Meister on Yum Brands
In the case of Yum, we had a world class management team, had a world class board, comprised of ex-CEOs and business leaders. So this concept that an active investor goes after bad companies, that's a mistake. We should go after good companies with good boards and good managements because we'll have a better chance of getting them to buy into our ideas and then get it done.
Meister on Williams
If you look at where the consideration of that deal is today, it's still 35 percent higher than where Williams trades stand alone. Plus there was a lot of industrial logic combining the companies. We were unable to get the deal done. In hindsight the business probably ran a little too tightly wound. I actually commend the new Williams board. I think they've taken a lot of the right steps. They've de-risked. They've slowed down some growth and Williams is a great company. It's a great asset. It's frustrating that we weren't able to get the full potential but I'm actually really proud of what we did at Williams. We helped them enter into a deal that we thought was going to add a lot of value. That deal couldn't close for a variety of reasons. And then we helped leave the board a lot stronger. I would say the day we left the Williams board it was one of the weakest boards in the energy space. I think today they have one of the strongest boards.
Meister on competitiveness
At what point is too much held by passive and the pendulum swings a little too far, and you may not have as much accountability for equity. Like if Blackstone owns a company, the board or the CEO has no confusion as to who they work for and what the goal is, is to drive value for the equity holdesr. As you go to more passive holders, other stakeholders' voices, I worry, could drown out equity and that would not be good for the competitiveness of our businesses.
TRIAN PARTNERS CIO ED GARDEN:
Garden on the transfer of wealth
Something big is happening in the public equity markets. And that is that owners are acting like owners. I think the biggest reason is the transfer of wealth that's happened from public shareowners to private equity over the last, say, 40 years. Public shareowners have watched as private equity has taken underperforming public companies, underperforming divisions of public companies, and made a fortune. And the question is why and how does that happen?
Garden on General Electric
Management understands that they need to execute. It's all about execution. I think it's the right initiative. Now they need to deliver. And 2017, David, is an important year for the company and for management. They feel the pressure. They know they need to deliver. They know that shareowners will probably be looking for significant change if they don't. And we are rooting for them.
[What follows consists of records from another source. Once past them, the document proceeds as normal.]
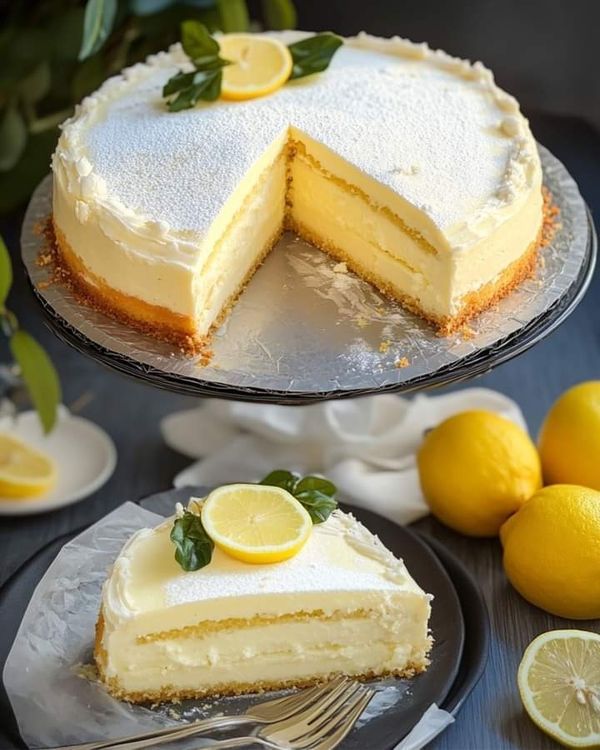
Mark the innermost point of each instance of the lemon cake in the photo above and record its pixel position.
(408, 164)
(343, 604)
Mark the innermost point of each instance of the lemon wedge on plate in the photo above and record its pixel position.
(259, 65)
(24, 471)
(559, 682)
(255, 523)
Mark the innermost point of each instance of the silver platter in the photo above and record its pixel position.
(303, 331)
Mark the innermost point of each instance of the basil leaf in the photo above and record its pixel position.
(39, 375)
(5, 273)
(313, 55)
(319, 505)
(197, 42)
(98, 23)
(316, 494)
(13, 137)
(317, 484)
(279, 14)
(205, 85)
(287, 480)
(194, 547)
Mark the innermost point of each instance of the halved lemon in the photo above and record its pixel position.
(24, 471)
(260, 65)
(559, 682)
(255, 523)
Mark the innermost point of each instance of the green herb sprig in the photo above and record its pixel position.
(194, 547)
(316, 494)
(35, 367)
(313, 54)
(186, 88)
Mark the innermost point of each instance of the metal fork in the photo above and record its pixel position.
(324, 734)
(267, 712)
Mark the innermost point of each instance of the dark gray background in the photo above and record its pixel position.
(544, 51)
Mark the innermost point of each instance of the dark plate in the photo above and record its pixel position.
(459, 624)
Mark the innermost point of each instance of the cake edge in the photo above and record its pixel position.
(174, 328)
(412, 669)
(474, 302)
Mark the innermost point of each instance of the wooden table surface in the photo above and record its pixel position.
(492, 718)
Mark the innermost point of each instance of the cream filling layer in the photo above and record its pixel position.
(383, 250)
(272, 652)
(329, 201)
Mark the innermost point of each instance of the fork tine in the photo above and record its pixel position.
(299, 726)
(324, 725)
(345, 725)
(302, 698)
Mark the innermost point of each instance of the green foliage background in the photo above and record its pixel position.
(55, 52)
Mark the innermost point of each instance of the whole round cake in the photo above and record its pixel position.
(407, 164)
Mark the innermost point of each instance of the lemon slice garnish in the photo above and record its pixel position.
(260, 65)
(24, 471)
(256, 523)
(559, 682)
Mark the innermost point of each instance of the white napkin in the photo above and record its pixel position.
(366, 446)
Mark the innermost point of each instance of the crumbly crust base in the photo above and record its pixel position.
(163, 324)
(151, 320)
(169, 693)
(473, 303)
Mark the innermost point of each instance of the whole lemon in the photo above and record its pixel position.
(569, 440)
(476, 469)
(552, 551)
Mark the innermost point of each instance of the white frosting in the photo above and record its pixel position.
(166, 177)
(344, 603)
(340, 559)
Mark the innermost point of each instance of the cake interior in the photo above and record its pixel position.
(232, 628)
(301, 185)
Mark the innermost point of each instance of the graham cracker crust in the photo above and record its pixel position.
(151, 320)
(179, 330)
(168, 693)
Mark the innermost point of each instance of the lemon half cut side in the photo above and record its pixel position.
(24, 470)
(259, 66)
(256, 523)
(559, 682)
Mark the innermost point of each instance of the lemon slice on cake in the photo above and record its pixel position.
(24, 471)
(559, 682)
(259, 65)
(256, 523)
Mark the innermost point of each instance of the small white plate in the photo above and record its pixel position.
(84, 454)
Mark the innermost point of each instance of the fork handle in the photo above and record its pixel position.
(158, 737)
(234, 742)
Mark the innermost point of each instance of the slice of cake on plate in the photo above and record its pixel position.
(340, 604)
(408, 164)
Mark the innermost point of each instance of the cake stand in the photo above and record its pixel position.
(306, 330)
Garden on Procter and Gamble
We've had constructive conversations with management. We've met with them a few times now. I would tell you there's a lot of common ground. I think we share the same vision of where the company needs to go. And the real question is how? How do you get there and how do you navigate those changes? And we're having constructive debate around those matters and I'm hopeful that we'll be able to work great together.